We discovered a way to measure LLM bias while building a recruitment tool

A study examined biases in candidate interview reports generated by large language models, finding that while anonymization can reduce biases, its effectiveness varies across models and bias types. The study suggests careful LLM selection and best practices to minimize bias in AI applications, promoting fairness and inclusivity.

Remote Timing Attacks on Efficient Language Model Inference

Researchers have discovered a vulnerability in language models that allows them to infer sensitive information about a user's conversation by monitoring the timing of encrypted network traffic. This vulnerability can be exploited to learn the topic of a conversation, distinguish between specific messages, or even recover personally identifiable information (PII) such as phone numbers or credit card numbers.

Universal optimality of Dijkstra via beyond-worst-case heaps

This paper proves that Dijkstra's shortest-path algorithm is universally optimal when combined with a new, efficient heap data structure that takes advantage of locality in heap operations. The heap's working-set property ensures that extracting recently added elements is cheaper, and this property is sufficient to guarantee universal optimality for the problem of ordering vertices by their distance from the source vertex.

Code

Launch HN: Skyvern (YC S23) – open-source AI agent for browser automations

Here is a summary of the text in a couple of sentences:

Skyvern is a tool that automates browser-based workflows using Large Language Models (LLMs) and computer vision, allowing users to automate manual tasks on a large number of websites without writing custom code. It uses a swarm of agents to comprehend a website, plan and execute actions, and can operate on websites it's never seen before, making it resistant to website layout changes and able to reason through complex interactions.

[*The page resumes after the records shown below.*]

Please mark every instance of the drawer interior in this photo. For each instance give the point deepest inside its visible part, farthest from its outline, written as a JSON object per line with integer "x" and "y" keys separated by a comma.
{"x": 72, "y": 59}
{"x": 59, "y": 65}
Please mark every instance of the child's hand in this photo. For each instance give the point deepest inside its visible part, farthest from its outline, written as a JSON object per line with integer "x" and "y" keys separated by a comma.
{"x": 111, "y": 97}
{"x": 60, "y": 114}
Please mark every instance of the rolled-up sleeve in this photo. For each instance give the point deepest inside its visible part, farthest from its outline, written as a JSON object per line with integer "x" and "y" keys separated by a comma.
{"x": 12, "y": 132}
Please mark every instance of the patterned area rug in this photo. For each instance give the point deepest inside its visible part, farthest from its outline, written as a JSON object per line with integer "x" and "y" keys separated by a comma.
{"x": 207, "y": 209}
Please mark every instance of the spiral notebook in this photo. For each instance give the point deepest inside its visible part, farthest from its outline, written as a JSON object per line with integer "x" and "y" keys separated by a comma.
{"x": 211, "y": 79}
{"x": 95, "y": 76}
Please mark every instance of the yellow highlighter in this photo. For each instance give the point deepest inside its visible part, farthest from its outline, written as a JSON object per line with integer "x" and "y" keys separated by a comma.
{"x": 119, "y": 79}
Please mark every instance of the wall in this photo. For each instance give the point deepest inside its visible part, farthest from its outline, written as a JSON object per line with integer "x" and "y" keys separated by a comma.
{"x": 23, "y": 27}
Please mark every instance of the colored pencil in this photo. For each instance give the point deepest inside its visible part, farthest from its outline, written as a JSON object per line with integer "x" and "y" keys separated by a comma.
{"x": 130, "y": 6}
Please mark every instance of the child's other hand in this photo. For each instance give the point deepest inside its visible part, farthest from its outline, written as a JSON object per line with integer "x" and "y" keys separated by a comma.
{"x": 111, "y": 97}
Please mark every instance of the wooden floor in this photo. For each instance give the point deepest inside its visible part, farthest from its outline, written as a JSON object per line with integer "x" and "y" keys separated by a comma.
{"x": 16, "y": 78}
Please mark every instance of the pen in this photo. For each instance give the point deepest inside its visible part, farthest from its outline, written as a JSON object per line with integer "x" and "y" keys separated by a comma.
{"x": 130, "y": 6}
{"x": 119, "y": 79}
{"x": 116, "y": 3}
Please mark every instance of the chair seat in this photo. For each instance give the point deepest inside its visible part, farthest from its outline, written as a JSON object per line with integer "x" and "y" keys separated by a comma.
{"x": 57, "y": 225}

Show HN: Srcbook – Self-hosted alternative to AI app builders

Srcbook is a TypeScript-centric app development platform that uses AI as a pair-programmer to create and iterate on web apps quickly. It offers features such as an AI app builder, interactive notebooks, and local execution with a web interface.

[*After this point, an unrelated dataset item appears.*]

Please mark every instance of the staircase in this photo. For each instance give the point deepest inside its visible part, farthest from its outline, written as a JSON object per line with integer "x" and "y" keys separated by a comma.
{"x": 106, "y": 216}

Show HN: Rust based AWS Lambda Logs Viewer (TUI)

AWS Lambda Logs Viewer is a terminal-based application for viewing AWS Lambda function logs across multiple profiles and regions. It features real-time log filtering and search, fast navigation with keyboard shortcuts, and caching for improved performance.

Show HN: Phidata – Build AI Agents with memory, knowledge, tools and reasoning

Phidata is a framework for building agentic systems that can perform various tasks, such as searching the web, querying financial data, and working together as a team. It provides a range of features, including memory, knowledge, tools, and reasoning, and can be used to build intelligent agents that can interact with users through a beautiful UI.

Vulnhuntr: Autonomous AI finds first 0-day vulnerabilities

Vulnhuntr is a tool that uses Large Language Models (LLMs) and static code analysis to identify remotely exploitable vulnerabilities in codebases. It can automatically create and analyze entire code call chains to detect complex vulnerabilities that traditional static code analysis tools may miss.